Everyone can attest to experiencing some sort of negative feedback, whether it's from a random troll on the Internet commenting on your content, or someone close to you who doesn't understand your life's direction. Negative feedback can be difficult to face because, in many ways, it pokes at who you are, what you love, and what it is you want to build for yourself. But according to business coach and founder of Wealthy Coach Academy Sterling Griffin, and fitness entrepreneur Nicholas Bayerle, negative feedback can also be a sign that you're staying true to yourself.

Griffin originally was set to be a Christian minister, but found that he could help more people by going his own way. He shared how difficult it was to step away, and that many people didn't understand the change in his life's direction. But the people who truly mattered, and the ones he looked to for acknowledgment in his decision, always supported him to matter what.

"It was a difficult thing to do, but the people that were close to me, they acknowledged me in the midst of that transition. People whose opinions I was really hoping to get approval from, they said, 'Hey, we love you for you, not for what you believe or what you want to do. We love you for you,'" said Griffin.

This is an important thing to remember, especially on the journey of "going your own way." Any entrepreneur can attest to acquaintances, associates, and even social media followers all having their own opinions on what you should be doing, but the people who truly matter will always understand and support the real you.

"It's important to keep in mind why people say what they say about what you're doing," said Griffin. "What's their agenda? Are they saying this genuinely in service, wanting to help, or is it coming from a place of hurt, fear, pain, whatever? I always try to give people the benefit of the doubt, and look to understand them before reacting and getting defensive."

Nicholas Bayerle, a fitness entrepreneur and Founder of Billion Dollar Body, added to the conversation by sharing the value of having a mentor, and how a mentor can provide feedback that might be perceived as negative, but is done in a way that is truly meant to help.

"I have a mentor, and for seven years he's been my go-to guy. And I am very aware that he doesn't really say many uplifting, encouraging things to me really--he's very improvement oriented. But when I first talked to him about it, he said, 'Look at what happens to you, everywhere you go. Everyone around you is giving you what you want to hear.' I really realized that he wasn't being negative, he just genuinely wanted to continue helping me grow. That's the real difference, between someone who is just interested in projecting their own negativity onto you, and someone who genuinely wants to point things out so that you can continue down your own path more effectively," said Bayerle.
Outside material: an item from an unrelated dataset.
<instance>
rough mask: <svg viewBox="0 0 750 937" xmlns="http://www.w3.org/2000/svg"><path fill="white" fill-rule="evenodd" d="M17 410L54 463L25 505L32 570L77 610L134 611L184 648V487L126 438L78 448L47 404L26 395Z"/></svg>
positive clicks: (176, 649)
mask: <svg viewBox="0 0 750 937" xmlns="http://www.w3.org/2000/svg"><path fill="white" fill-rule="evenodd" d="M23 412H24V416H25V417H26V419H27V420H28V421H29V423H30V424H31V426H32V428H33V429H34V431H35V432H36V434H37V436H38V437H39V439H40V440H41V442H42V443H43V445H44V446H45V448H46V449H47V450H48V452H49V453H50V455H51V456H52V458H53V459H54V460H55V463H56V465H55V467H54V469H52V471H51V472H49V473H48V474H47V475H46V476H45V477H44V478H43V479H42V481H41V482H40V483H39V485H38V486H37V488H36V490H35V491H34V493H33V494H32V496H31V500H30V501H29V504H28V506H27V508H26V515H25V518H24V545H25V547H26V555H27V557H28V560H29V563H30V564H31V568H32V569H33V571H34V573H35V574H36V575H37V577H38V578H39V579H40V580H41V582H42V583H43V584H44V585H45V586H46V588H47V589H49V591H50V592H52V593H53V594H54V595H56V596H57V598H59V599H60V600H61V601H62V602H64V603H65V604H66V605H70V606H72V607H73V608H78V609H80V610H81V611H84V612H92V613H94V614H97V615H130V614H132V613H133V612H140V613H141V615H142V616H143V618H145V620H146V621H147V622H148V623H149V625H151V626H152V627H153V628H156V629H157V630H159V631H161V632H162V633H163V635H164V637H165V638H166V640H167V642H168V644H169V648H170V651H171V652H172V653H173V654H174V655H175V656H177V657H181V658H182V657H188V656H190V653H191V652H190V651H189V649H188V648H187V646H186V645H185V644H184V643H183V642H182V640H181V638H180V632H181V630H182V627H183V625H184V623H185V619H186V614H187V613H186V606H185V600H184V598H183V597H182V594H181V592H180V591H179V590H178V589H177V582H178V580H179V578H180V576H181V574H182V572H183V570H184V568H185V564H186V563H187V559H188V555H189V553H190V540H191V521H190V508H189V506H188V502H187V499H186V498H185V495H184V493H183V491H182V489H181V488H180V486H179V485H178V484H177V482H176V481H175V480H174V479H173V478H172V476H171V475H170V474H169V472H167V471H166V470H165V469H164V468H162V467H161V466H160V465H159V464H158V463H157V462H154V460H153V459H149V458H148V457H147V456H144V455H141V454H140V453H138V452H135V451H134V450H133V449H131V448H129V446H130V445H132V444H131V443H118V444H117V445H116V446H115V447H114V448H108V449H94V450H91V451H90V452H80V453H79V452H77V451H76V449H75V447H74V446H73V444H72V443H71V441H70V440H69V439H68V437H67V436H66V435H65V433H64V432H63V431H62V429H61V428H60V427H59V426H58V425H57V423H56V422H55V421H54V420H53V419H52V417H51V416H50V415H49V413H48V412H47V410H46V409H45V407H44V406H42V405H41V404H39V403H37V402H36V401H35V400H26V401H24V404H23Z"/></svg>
This is such, such important advice for anyone looking to improve themselves--whether it's emotionally, financially, etc. Improvement doesn't come from constant praise, nor does it come from being surrounded by negative people. Growth is the result of being surrounded by people who are willing to take the time to not only understand you (which is different than simply praising you), but also help you see things outside your own line of vision. This is why people credit mentors as being so influential in their lives. A mentor will tell you all the things your peers either can't or won't. But they don't do it from a place of negativity. They do it because they want to see you grow, just like someone mentored them and wanted to see them grow.

What it comes down to, then, is understanding what is growth-focused feedback (that might be difficult to swallow in the moment), and negative feedback. Negative feedback is detrimental, and does nothing but make you question yourself. It's not conducive, and not worth keeping in your life. It's the growth-focused feedback you want, and that tends to only come from other established industry peers, whom you share a positive relationship, and those closest to you.

But at the end of the day, true growth and knowing what's best for you, has to come from within.

"It's important to ask yourself, 'What can I improve?' And it's always a two-sided question. What's going well, and what's not going well? That's something that has to become part of your routine, so that you're always keeping your focus on your own growth. That way, when someone chimes in, you can compare their perspective to your own," said Griffin.